Consequently, I assume that the current political and national needs of the higher education are linked to the purposes of the quality assurance and evaluations to increase credibility in implementing international education reforms. For example, the ‘low quality’ of the professionals at the universities and inadequate training for personal staff are presented as the weaknesses of the higher education system (EDS 2020, 25). However, the Education Development Strategy 2020 is only naming those problems, not describing how to solve them. The discourse on quality assurance and evaluation focuses on justifying the need for the monitoring and evaluation system.

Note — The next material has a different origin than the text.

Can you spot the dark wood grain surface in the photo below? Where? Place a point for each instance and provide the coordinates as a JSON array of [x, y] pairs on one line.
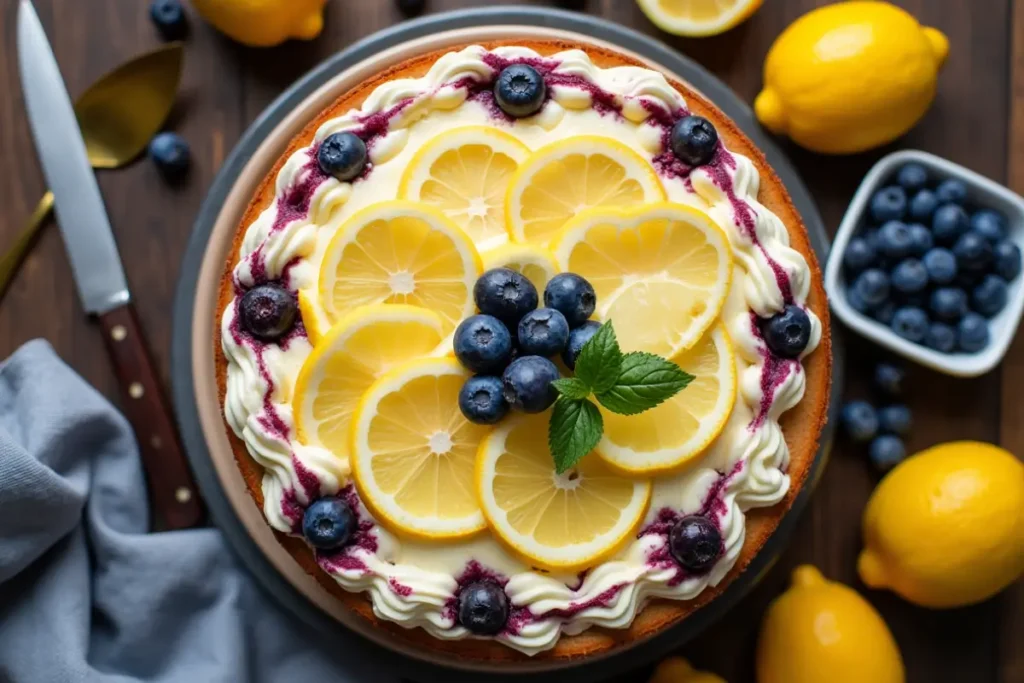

The Berlin Communiqué (2003) sets out the agenda for the roles of individual institutions and national states in relation to the quality assurance and evaluation:
“Ministers emphasize the importance of all elements of the Bologna Process for establishing the European Higher Education Area and stress the need to intensify the efforts at institutional, national and European levels.”
The self-regulative element of higher education quality control becomes visible in the Education Development Strategy 2020 of Kyrgyzstan. The absence of the quality assurance and monitoring system is not the only dilemma of the nation state, but also the responsibility of the higher education institutions. The pressing need for the establishment of ‘quality control departments’ in all higher education institutions is emphasized in the EDS 2020. Following this logic, the basic national need for establishment of quality control departments at the university level is to create a professional quality assurance system. According to the Berlin Com-muniqué, the quality assurance system must be developed at local, national and European levels. The criteria and methods must be shared. These elements are written down in the Education Development Strategy. One of the reasons for this is that the ideological and methodological orientation of the quality assurance and evaluation have been adopted from the European principles.